Les galaxies modernes comme la Voie lactée ont tendance à présenter une formation stellaire régulière au fil du temps, mais les simulations suggèrent que les premières galaxies de faible masse étaient plus susceptibles de passer par des phases « d’explosion d’étoiles » suivies de périodes de calme relatif, jusqu’à ce que les plus vieilles étoiles meurent et alimentent la formation de la génération suivante lors d’une autre période d’explosion d’étoiles.
Selon Claude-André Faucher-Giguère, coauteur de l’étude :
La majeure partie de la lumière d’une galaxie provient des étoiles les plus massives. Comme ces dernières brûlent à une vitesse plus élevée, elles ont une durée de vie plus courte. Elles utilisent rapidement leur combustible dans des réactions nucléaires. Ainsi, la luminosité d’une galaxie est plus directement liée au nombre d’étoiles qui se sont formées au cours des derniers millions d’années qu’à la masse de la galaxie dans son ensemble.

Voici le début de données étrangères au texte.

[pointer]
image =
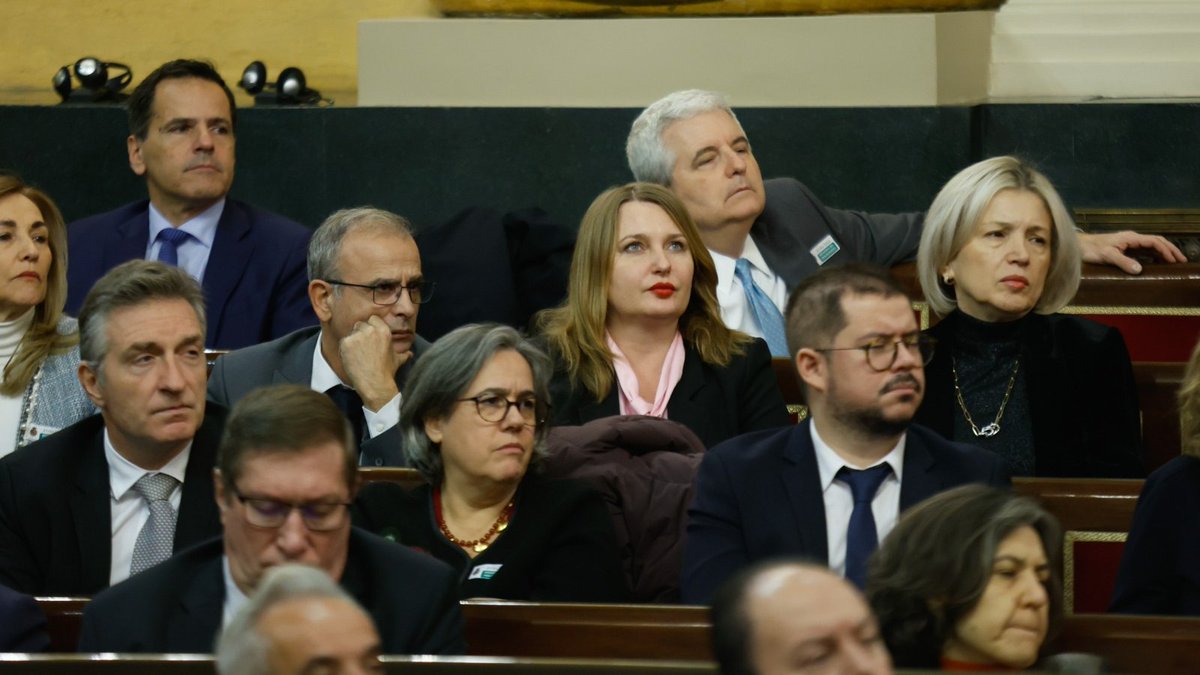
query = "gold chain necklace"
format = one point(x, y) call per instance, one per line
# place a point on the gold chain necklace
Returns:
point(994, 428)
point(480, 544)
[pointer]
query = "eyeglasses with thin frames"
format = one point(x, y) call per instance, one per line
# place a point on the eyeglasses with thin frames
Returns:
point(271, 514)
point(493, 407)
point(881, 353)
point(387, 293)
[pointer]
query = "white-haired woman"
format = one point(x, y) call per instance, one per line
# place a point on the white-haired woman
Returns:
point(1053, 394)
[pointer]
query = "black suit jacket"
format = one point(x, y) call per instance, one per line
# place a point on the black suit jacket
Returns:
point(55, 508)
point(177, 605)
point(288, 360)
point(717, 402)
point(256, 284)
point(759, 496)
point(22, 623)
point(793, 221)
point(1081, 392)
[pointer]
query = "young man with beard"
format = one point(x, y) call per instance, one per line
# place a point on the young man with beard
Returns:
point(829, 488)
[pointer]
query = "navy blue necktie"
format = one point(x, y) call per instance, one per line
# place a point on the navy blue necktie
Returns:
point(171, 238)
point(862, 538)
point(765, 311)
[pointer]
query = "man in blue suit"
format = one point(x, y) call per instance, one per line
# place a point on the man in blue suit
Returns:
point(181, 139)
point(832, 487)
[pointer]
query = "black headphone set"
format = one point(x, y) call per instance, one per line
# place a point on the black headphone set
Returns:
point(94, 76)
point(291, 88)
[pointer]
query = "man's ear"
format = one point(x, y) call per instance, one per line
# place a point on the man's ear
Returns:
point(813, 369)
point(90, 382)
point(136, 162)
point(321, 296)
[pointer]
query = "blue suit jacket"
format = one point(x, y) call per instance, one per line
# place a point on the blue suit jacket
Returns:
point(759, 496)
point(246, 303)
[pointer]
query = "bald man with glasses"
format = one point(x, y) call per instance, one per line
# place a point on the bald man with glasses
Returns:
point(366, 287)
point(829, 489)
point(286, 476)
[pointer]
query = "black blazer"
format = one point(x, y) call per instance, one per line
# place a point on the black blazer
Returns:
point(759, 496)
point(256, 284)
point(1161, 565)
point(715, 402)
point(55, 508)
point(1083, 398)
point(288, 360)
point(558, 547)
point(178, 604)
point(793, 221)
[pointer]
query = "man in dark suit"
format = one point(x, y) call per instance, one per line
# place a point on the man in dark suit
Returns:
point(831, 487)
point(181, 138)
point(693, 143)
point(286, 477)
point(366, 288)
point(115, 493)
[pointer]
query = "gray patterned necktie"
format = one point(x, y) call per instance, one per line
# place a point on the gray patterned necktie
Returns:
point(159, 533)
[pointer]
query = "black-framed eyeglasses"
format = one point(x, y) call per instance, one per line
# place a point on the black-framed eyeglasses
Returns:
point(270, 514)
point(387, 293)
point(881, 354)
point(493, 407)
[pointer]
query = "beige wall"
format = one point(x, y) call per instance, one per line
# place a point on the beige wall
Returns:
point(319, 36)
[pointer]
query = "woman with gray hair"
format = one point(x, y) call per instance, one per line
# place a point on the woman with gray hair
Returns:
point(969, 580)
point(473, 423)
point(1053, 394)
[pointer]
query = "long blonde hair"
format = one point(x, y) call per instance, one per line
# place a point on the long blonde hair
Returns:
point(42, 339)
point(575, 330)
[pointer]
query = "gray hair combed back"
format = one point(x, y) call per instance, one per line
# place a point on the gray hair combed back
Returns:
point(441, 377)
point(955, 213)
point(240, 647)
point(649, 159)
point(327, 240)
point(126, 285)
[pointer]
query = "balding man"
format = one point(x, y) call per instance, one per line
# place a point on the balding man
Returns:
point(795, 617)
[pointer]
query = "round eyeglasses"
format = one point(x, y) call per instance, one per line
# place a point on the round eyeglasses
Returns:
point(881, 353)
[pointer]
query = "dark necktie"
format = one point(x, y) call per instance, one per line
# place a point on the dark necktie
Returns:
point(171, 238)
point(862, 538)
point(351, 405)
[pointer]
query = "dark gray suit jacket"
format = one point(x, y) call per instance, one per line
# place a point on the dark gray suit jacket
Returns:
point(288, 360)
point(759, 496)
point(795, 221)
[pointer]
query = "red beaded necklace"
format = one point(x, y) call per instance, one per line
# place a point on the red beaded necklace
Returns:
point(480, 544)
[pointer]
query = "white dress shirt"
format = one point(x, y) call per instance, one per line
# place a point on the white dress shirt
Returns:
point(192, 254)
point(130, 509)
point(324, 378)
point(735, 308)
point(840, 501)
point(234, 597)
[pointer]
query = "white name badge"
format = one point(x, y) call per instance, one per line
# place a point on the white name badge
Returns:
point(825, 249)
point(484, 572)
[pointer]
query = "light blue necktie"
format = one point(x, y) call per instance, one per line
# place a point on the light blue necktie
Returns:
point(171, 238)
point(766, 314)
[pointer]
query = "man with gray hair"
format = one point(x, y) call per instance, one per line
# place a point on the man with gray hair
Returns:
point(366, 286)
point(298, 621)
point(766, 237)
point(117, 493)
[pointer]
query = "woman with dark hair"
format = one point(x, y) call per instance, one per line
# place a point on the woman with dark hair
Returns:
point(1051, 394)
point(473, 423)
point(969, 580)
point(641, 330)
point(40, 392)
point(1161, 563)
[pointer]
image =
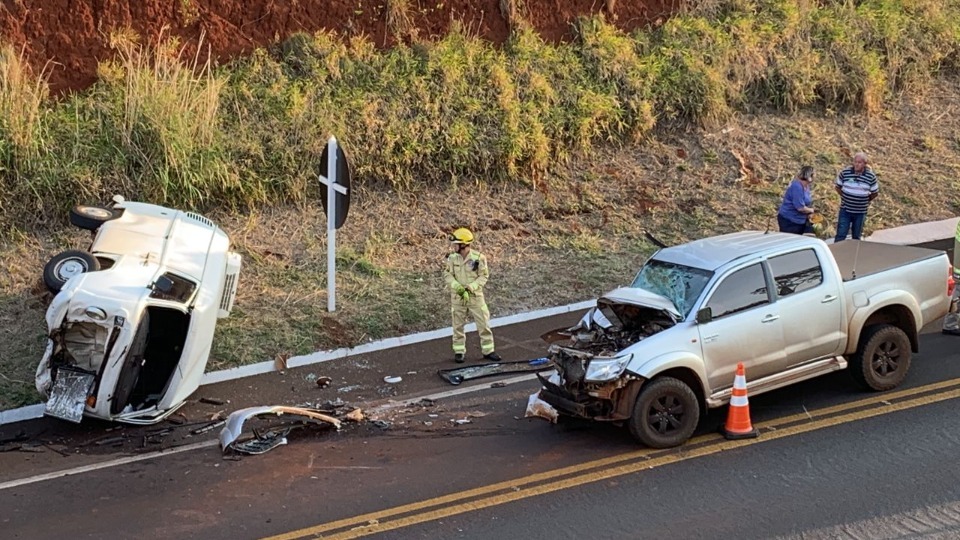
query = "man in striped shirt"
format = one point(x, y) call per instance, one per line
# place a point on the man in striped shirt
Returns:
point(857, 186)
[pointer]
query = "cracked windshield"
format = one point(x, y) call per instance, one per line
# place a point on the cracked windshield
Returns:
point(680, 284)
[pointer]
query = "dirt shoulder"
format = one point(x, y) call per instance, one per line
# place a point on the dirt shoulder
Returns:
point(574, 235)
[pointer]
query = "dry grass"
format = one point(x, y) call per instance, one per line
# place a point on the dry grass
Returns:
point(579, 233)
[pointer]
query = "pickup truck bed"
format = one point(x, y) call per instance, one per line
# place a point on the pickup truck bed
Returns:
point(857, 259)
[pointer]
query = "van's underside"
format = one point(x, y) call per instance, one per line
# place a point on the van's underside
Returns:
point(146, 363)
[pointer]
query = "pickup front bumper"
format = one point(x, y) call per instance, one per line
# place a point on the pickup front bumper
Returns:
point(612, 402)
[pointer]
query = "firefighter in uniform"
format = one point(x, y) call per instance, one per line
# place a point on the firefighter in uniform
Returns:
point(466, 273)
point(951, 323)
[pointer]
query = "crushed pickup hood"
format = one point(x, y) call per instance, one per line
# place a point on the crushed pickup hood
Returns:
point(613, 304)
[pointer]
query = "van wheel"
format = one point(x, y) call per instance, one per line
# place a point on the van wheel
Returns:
point(63, 266)
point(90, 217)
point(882, 359)
point(666, 413)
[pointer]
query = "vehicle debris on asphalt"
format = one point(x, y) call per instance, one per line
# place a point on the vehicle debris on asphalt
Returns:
point(538, 408)
point(232, 431)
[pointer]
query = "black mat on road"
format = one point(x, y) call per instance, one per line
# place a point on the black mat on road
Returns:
point(458, 375)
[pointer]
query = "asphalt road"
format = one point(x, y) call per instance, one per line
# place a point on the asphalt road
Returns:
point(831, 462)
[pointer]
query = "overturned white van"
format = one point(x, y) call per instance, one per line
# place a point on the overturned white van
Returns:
point(132, 322)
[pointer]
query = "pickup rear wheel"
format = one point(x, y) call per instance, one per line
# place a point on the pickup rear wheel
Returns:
point(882, 359)
point(665, 414)
point(90, 217)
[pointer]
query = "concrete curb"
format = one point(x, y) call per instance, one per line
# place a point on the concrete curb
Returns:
point(917, 233)
point(389, 343)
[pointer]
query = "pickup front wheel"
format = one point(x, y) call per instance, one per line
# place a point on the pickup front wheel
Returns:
point(882, 359)
point(666, 413)
point(63, 266)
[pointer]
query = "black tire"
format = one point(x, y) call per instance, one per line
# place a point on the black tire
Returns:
point(882, 359)
point(65, 265)
point(131, 368)
point(90, 217)
point(666, 413)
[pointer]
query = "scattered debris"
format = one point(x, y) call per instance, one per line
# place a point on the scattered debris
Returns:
point(458, 375)
point(262, 442)
point(537, 407)
point(234, 424)
point(19, 437)
point(382, 424)
point(208, 427)
point(113, 441)
point(355, 415)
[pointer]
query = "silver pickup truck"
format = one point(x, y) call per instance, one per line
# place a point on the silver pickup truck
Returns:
point(658, 353)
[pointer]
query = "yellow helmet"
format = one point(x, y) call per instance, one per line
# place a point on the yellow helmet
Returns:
point(462, 236)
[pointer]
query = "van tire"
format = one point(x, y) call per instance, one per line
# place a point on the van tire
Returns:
point(666, 413)
point(882, 359)
point(62, 266)
point(91, 217)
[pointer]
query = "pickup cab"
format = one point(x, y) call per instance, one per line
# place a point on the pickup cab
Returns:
point(658, 353)
point(131, 325)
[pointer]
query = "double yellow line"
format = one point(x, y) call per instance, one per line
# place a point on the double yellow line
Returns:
point(623, 464)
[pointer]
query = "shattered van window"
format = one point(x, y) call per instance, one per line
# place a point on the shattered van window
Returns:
point(680, 284)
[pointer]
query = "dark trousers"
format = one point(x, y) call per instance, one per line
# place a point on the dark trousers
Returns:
point(796, 228)
point(849, 220)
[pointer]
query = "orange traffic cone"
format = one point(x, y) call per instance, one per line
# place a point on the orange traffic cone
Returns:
point(738, 418)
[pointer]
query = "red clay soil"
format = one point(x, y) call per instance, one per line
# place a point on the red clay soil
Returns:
point(69, 37)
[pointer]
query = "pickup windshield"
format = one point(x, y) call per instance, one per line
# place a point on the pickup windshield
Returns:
point(680, 284)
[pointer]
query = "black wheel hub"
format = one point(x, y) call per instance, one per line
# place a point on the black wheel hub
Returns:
point(887, 359)
point(665, 414)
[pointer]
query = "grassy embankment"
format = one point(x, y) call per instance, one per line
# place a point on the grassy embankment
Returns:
point(455, 117)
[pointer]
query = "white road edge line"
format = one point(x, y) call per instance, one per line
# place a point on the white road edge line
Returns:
point(105, 465)
point(214, 442)
point(31, 412)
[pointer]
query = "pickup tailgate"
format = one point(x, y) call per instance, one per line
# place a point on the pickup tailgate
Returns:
point(876, 275)
point(858, 259)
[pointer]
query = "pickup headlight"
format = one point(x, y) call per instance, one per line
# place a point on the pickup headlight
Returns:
point(606, 369)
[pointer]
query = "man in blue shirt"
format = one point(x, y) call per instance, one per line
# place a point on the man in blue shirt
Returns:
point(857, 186)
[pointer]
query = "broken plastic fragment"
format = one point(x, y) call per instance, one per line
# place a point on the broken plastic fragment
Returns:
point(537, 407)
point(234, 427)
point(355, 415)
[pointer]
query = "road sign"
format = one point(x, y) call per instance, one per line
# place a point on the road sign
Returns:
point(341, 183)
point(336, 203)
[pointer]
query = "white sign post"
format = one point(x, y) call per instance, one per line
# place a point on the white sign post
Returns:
point(332, 189)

Bien entendu, ce n’est pas parce qu’une simulation est possible que cela se passe de la même manière dans l’univers réel. Les futures observations du télescope Webb, utilisant d’autres techniques pour mesurer la masse de ces galaxies, pourraient permettre de confirmer l’hypothèse de la flambée d’étoiles et de soulager le modèle standard de la cosmologie… ou de le remettre sur la sellette. Après tout, comment la formation d’une flambée d’étoiles peut-elle expliquer la présence d’autres structures avancées, comme des galaxies spirales barrées, plus tôt qu’elles n’auraient dû apparaître ?
L’étude publiée dans The Astrophysical Journal Letters : Bursty Star Formation Naturally Explains the Abundance of Bright Galaxies at Cosmic Dawn et présentée sur le site de l’Université Northwestern : Bursts of star formation explain mysterious brightness at cosmic dawn.